Embryogenesis of the OA is highly complex, as elegantly depicted by Padget (8) in detailed embryonic diagrams about 70 years ago. According to Padget (8), normal embryogenesis of the OA begins with emergence of the dorsal OA and the ventral OA at the 4–8 mm stage of fetal development. The dorsal OA and ventral OA are the two arteries supplying the orbit in the embryo (89).
But, the origin site and embryogenesis of OA are controversial. There are two main theories about the embryologic origin of the OA (8910). According to the theory proposed by Padget (8), the dorsal OA originates at the opposite side of the bifurcation of the primitive ICA (in front of the posterior communicating artery), giving off the hyaloid artery (future central retinal artery) and the lateral posterior ciliary arteries. The ventral OA will arise from the primitive ICA near the anterior choroidal artery origin, giving off the medial posterior ciliary arteries. In a later phase, the dorsal OA will migrate to an anterior position to the final adult OA position. The proximal ventral OA will regress and will not descend to the cavernous portion. The stapedial artery will give rise to the maxillomandibular artery and the supraorbital artery which will later enter the orbit through the SOF and fuse with the dorsal OA and ventral OA (810).
In contrast, Lasjaunias et al. (9) and Komiyama (10) proposed that the OA arises from the fusion of two primitive arteries: the dorsal OA and the ventral OA. The ventral OA arises from the anterior cerebral artery and will become the primitive OA, passing through the optic canal. The dorsal OA originates from the ICA at its horizontal portion in the cavernous segment and enters the orbit through the SOF. Later, two fusions occur, one between the ventral OA and the ICA and the other between the ventral OA and the dorsal OA. The process continues with a combination of regression and fusion that will lead to the final OA emerging from the supraclinoid segment of the ICA (910).
Normally, the OA arises from the supraclinoid segment of the ICA and enters the orbit via the optic canal. Rarely, the OA originates from the cavernous segment of the ICA and enters the orbit via SOF; this variation is termed as persistent dorsal OA (1). The middle meningeal artery is the most common ectopic origin of the OA. Other origins of the OA include the middle meningeal artery the anterior cerebral artery, the basilar artery, and the ICA bifurcation (123456). Extremely rarely, both primitive dorsal and ventral OAs persist and form double OAs that arise from the ICA (7).
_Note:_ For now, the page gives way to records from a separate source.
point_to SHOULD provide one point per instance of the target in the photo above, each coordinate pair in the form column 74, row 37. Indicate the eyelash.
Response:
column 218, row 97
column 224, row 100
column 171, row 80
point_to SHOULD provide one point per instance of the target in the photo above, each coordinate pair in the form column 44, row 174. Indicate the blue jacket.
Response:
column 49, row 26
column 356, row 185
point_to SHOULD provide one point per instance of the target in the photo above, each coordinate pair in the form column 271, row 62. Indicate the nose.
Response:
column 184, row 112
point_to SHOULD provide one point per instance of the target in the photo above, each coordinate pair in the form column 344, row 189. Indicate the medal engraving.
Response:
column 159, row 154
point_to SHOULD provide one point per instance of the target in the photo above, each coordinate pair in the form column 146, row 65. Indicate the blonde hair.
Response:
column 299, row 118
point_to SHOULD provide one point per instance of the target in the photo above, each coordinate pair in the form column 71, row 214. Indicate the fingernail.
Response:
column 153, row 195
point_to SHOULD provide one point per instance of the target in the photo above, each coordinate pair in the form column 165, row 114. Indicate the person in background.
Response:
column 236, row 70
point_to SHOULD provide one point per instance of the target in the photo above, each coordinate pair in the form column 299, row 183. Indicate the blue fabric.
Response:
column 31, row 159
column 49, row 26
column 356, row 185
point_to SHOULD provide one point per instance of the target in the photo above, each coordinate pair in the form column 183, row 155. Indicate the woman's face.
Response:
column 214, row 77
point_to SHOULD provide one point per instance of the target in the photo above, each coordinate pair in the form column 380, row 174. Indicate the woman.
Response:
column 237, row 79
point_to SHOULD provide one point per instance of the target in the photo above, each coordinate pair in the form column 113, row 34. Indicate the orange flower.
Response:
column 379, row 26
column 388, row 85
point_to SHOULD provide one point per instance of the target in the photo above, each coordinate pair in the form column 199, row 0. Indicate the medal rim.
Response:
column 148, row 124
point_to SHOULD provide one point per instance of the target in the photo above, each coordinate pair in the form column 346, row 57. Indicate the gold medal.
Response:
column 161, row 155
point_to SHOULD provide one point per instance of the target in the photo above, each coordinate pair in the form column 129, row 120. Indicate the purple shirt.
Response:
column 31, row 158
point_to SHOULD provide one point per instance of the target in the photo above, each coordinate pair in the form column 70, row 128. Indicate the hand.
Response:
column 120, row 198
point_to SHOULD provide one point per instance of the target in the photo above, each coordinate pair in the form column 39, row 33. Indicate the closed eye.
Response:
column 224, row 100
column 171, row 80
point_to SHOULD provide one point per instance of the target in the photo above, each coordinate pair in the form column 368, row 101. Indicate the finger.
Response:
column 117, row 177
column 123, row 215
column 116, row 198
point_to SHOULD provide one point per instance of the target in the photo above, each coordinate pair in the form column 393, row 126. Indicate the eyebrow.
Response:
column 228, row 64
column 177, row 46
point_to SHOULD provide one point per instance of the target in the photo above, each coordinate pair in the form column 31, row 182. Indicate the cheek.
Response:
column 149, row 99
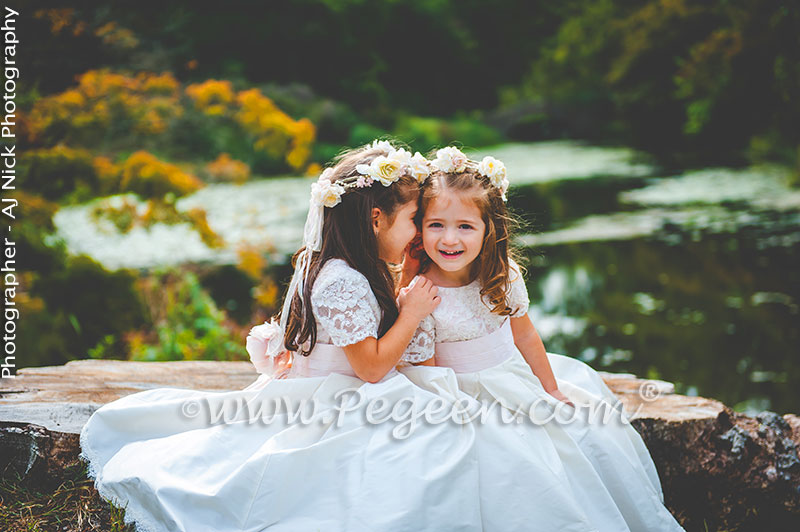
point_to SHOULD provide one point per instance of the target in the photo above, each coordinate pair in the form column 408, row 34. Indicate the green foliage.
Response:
column 192, row 327
column 83, row 303
column 423, row 134
column 694, row 82
column 59, row 173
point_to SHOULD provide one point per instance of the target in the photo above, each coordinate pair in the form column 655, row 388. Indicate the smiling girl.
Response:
column 572, row 475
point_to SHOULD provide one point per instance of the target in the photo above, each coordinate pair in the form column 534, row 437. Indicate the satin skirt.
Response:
column 200, row 461
column 589, row 456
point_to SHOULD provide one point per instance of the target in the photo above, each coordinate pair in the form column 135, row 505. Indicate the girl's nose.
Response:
column 450, row 237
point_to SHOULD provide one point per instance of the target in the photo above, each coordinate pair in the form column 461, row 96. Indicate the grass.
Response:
column 66, row 503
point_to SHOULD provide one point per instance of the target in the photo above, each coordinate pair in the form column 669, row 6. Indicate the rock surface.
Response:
column 720, row 470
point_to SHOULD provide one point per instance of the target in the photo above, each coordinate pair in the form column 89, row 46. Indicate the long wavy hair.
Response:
column 492, row 264
column 347, row 234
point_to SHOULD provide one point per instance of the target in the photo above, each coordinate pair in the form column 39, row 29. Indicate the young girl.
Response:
column 482, row 330
column 164, row 456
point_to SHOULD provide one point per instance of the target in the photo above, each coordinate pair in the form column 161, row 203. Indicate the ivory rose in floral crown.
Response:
column 452, row 160
column 384, row 168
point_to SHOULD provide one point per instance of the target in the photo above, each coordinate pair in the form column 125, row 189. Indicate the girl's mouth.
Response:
column 450, row 254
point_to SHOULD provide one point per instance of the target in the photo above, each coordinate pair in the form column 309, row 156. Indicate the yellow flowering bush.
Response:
column 212, row 97
column 105, row 102
column 149, row 177
column 274, row 131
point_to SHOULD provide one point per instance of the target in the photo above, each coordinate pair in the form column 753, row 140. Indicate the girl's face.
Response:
column 393, row 238
column 452, row 234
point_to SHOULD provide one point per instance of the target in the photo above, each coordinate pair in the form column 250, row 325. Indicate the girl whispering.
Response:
column 340, row 335
column 482, row 331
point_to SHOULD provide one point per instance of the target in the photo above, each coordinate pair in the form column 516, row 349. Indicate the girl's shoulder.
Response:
column 338, row 277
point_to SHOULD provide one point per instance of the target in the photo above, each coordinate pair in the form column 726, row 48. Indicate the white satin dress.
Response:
column 163, row 455
column 600, row 471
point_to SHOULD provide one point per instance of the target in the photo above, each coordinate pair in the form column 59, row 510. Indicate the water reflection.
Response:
column 715, row 313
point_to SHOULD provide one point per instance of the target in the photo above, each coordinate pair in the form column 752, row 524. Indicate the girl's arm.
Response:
column 411, row 262
column 372, row 358
column 527, row 340
column 530, row 345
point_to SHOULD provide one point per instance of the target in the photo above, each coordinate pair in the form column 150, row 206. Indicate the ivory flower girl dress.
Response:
column 159, row 454
column 603, row 470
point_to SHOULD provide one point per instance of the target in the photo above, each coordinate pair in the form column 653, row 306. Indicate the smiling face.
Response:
column 394, row 235
column 452, row 235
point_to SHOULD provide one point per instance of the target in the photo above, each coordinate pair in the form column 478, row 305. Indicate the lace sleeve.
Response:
column 518, row 293
column 344, row 305
column 421, row 347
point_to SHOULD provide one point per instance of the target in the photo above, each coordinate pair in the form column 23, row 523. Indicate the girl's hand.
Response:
column 561, row 397
column 419, row 299
column 411, row 260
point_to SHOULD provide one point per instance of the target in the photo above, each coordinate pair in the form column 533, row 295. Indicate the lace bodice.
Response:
column 462, row 315
column 347, row 311
column 344, row 306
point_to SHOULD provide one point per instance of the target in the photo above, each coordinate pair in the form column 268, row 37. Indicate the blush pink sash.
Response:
column 481, row 353
column 323, row 360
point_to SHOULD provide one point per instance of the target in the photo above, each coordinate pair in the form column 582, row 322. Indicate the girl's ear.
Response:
column 376, row 219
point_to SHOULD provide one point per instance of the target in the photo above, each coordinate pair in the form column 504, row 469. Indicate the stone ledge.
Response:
column 718, row 468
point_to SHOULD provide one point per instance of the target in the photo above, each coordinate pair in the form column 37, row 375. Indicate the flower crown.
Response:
column 452, row 160
column 384, row 168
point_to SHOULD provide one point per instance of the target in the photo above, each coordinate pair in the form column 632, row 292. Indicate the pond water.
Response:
column 692, row 278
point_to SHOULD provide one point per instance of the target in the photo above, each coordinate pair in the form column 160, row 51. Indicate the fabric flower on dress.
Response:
column 261, row 341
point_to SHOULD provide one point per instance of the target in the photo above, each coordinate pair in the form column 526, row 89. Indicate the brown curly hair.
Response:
column 492, row 265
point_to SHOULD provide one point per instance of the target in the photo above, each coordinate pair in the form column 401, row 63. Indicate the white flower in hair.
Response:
column 493, row 169
column 450, row 159
column 382, row 144
column 504, row 188
column 323, row 192
column 383, row 169
column 401, row 156
column 419, row 167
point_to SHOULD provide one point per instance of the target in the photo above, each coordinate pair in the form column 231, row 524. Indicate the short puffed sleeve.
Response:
column 344, row 305
column 518, row 293
column 422, row 345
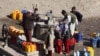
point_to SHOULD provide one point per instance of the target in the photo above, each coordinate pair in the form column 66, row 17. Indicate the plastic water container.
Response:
column 24, row 11
column 77, row 53
column 19, row 42
column 13, row 15
column 90, row 50
column 74, row 53
column 94, row 42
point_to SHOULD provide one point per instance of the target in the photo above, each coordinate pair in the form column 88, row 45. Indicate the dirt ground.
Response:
column 86, row 27
column 89, row 8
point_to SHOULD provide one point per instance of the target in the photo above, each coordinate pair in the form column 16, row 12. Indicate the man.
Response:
column 70, row 20
column 78, row 14
column 36, row 15
column 5, row 34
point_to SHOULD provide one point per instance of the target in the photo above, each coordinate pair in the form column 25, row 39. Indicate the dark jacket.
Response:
column 78, row 15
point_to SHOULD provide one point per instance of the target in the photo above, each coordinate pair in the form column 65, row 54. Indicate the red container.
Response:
column 58, row 45
column 13, row 40
column 67, row 46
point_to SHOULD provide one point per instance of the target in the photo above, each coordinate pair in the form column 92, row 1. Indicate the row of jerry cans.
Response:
column 95, row 42
column 88, row 51
column 14, row 31
column 58, row 45
column 78, row 36
column 26, row 46
column 17, row 15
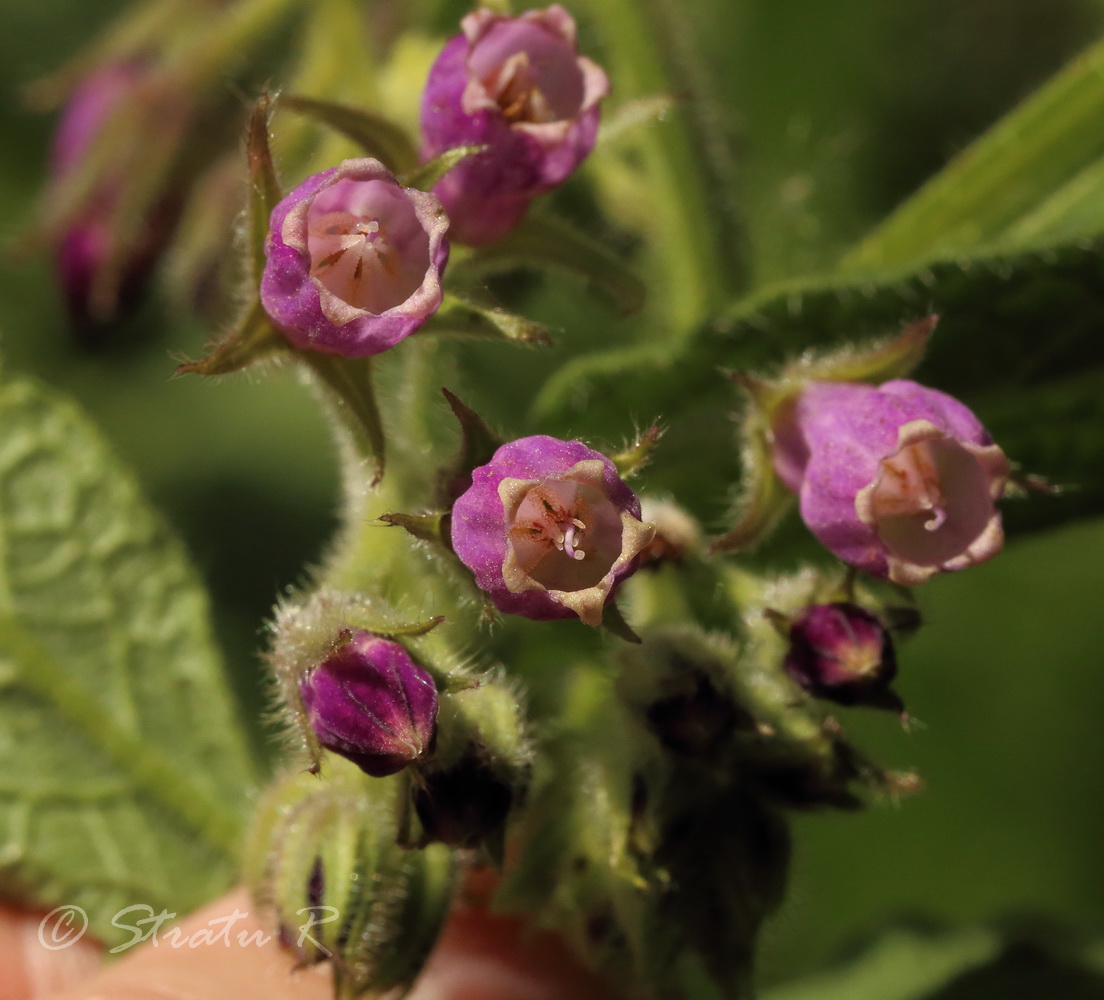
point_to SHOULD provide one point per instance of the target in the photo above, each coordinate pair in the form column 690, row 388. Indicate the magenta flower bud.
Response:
column 844, row 653
column 353, row 261
column 519, row 86
column 549, row 529
column 371, row 703
column 899, row 480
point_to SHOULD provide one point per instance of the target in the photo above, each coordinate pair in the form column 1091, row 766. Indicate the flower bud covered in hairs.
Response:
column 372, row 704
column 549, row 529
column 844, row 653
column 900, row 480
column 95, row 273
column 518, row 86
column 353, row 261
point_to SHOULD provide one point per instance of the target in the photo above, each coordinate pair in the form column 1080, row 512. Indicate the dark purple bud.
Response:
column 95, row 274
column 519, row 86
column 353, row 261
column 900, row 480
column 844, row 653
column 462, row 805
column 549, row 529
column 371, row 703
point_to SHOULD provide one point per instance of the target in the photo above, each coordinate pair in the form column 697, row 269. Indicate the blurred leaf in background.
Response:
column 838, row 112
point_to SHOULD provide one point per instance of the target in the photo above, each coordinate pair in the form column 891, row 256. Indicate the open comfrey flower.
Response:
column 518, row 86
column 372, row 704
column 99, row 273
column 549, row 529
column 900, row 480
column 353, row 261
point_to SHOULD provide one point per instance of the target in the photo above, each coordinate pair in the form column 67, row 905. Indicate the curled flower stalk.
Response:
column 518, row 86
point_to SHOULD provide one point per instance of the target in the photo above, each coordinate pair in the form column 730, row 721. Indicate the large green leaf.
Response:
column 970, row 964
column 124, row 774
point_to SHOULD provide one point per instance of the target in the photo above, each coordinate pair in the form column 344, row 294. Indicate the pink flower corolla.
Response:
column 353, row 261
column 842, row 652
column 372, row 704
column 85, row 250
column 900, row 480
column 549, row 529
column 518, row 86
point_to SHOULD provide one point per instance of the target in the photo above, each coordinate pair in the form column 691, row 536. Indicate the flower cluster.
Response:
column 354, row 261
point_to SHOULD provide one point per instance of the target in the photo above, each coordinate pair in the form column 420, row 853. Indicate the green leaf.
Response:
column 264, row 187
column 125, row 773
column 379, row 137
column 545, row 242
column 254, row 339
column 352, row 397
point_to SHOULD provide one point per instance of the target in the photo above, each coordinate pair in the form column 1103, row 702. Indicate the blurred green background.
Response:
column 835, row 112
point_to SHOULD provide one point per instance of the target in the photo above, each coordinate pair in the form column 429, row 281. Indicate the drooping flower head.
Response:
column 549, row 529
column 900, row 480
column 519, row 86
column 353, row 261
column 371, row 703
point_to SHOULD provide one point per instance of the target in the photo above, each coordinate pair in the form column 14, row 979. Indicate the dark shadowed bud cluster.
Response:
column 549, row 529
column 371, row 703
column 900, row 480
column 844, row 653
column 518, row 86
column 353, row 261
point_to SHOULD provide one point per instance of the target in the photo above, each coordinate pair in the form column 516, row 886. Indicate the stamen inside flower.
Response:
column 365, row 244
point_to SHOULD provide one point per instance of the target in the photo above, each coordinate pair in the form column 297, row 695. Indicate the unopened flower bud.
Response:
column 549, row 529
column 462, row 805
column 353, row 261
column 518, row 86
column 844, row 653
column 371, row 703
column 899, row 480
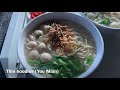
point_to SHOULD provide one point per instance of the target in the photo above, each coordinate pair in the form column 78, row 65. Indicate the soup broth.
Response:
column 60, row 45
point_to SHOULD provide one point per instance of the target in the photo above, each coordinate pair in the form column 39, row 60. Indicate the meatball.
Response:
column 41, row 47
column 38, row 33
column 32, row 38
column 33, row 54
column 32, row 44
column 45, row 57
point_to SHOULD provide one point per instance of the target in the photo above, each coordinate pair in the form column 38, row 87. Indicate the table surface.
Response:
column 110, row 64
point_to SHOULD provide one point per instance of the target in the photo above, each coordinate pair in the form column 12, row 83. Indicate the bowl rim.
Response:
column 84, row 74
column 100, row 25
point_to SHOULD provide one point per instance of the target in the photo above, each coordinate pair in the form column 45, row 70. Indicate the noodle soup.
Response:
column 60, row 45
column 110, row 19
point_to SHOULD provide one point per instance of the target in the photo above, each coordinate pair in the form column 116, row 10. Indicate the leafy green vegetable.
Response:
column 105, row 21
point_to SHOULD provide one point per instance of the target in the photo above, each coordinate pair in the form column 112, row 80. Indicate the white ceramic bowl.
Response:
column 67, row 16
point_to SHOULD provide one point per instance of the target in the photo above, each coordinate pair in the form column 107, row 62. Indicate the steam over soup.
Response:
column 111, row 19
column 60, row 45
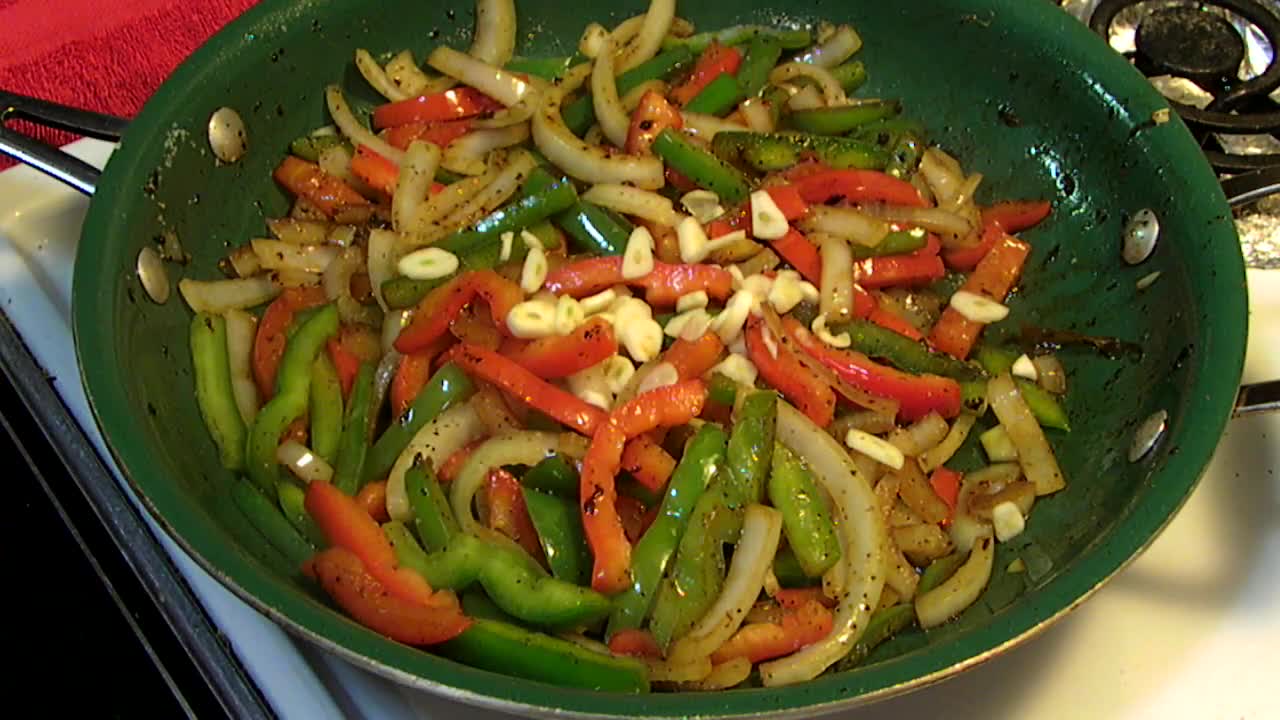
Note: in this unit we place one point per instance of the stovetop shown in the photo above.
(1188, 630)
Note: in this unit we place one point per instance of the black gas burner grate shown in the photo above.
(1187, 41)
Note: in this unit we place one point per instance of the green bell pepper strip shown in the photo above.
(510, 650)
(545, 68)
(721, 390)
(356, 428)
(700, 167)
(883, 624)
(737, 35)
(513, 218)
(554, 475)
(787, 570)
(311, 146)
(580, 113)
(506, 573)
(904, 352)
(805, 518)
(325, 410)
(448, 386)
(268, 519)
(214, 392)
(293, 390)
(433, 519)
(762, 55)
(896, 242)
(940, 572)
(592, 228)
(718, 98)
(850, 76)
(703, 458)
(776, 151)
(401, 292)
(292, 504)
(845, 118)
(560, 531)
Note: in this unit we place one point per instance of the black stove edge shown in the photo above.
(156, 573)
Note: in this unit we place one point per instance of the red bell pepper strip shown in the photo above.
(1016, 215)
(648, 463)
(714, 62)
(635, 643)
(528, 387)
(891, 320)
(442, 305)
(766, 641)
(348, 349)
(946, 483)
(374, 169)
(666, 406)
(809, 393)
(560, 356)
(800, 254)
(650, 117)
(917, 395)
(792, 598)
(272, 333)
(790, 203)
(693, 358)
(663, 286)
(350, 583)
(373, 499)
(449, 105)
(858, 186)
(346, 524)
(995, 276)
(912, 269)
(507, 511)
(307, 181)
(437, 133)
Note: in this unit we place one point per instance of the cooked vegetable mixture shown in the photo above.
(638, 369)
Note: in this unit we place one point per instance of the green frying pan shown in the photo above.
(1016, 90)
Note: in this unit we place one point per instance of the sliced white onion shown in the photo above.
(451, 431)
(496, 32)
(1034, 454)
(960, 589)
(241, 329)
(862, 543)
(657, 23)
(758, 543)
(466, 155)
(305, 464)
(832, 94)
(356, 131)
(848, 223)
(376, 76)
(634, 201)
(415, 180)
(833, 50)
(220, 296)
(836, 291)
(589, 163)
A persistent dorsal OA is dangerous during surgery of the parasellar region, and it is important to be aware of the OA arising from the middle meningeal artery during transarterial embolization or infusion chemotherapy in the ECA territory because ischemic complication of the central retinal artery or retinal damage may occur (45). The occurrence of such an anatomical variation in the vasculature warrants important considerations for surgical procedures and vascular intervention (45). Thus, recognition and reporting of anomalous OA are important when evaluating CT and MR angiography, and digital subtraction angiography.
In conclusion, detailed knowledge of congenital vascular variations/anomalies is very important in planning and executing surgery and interventional procedures.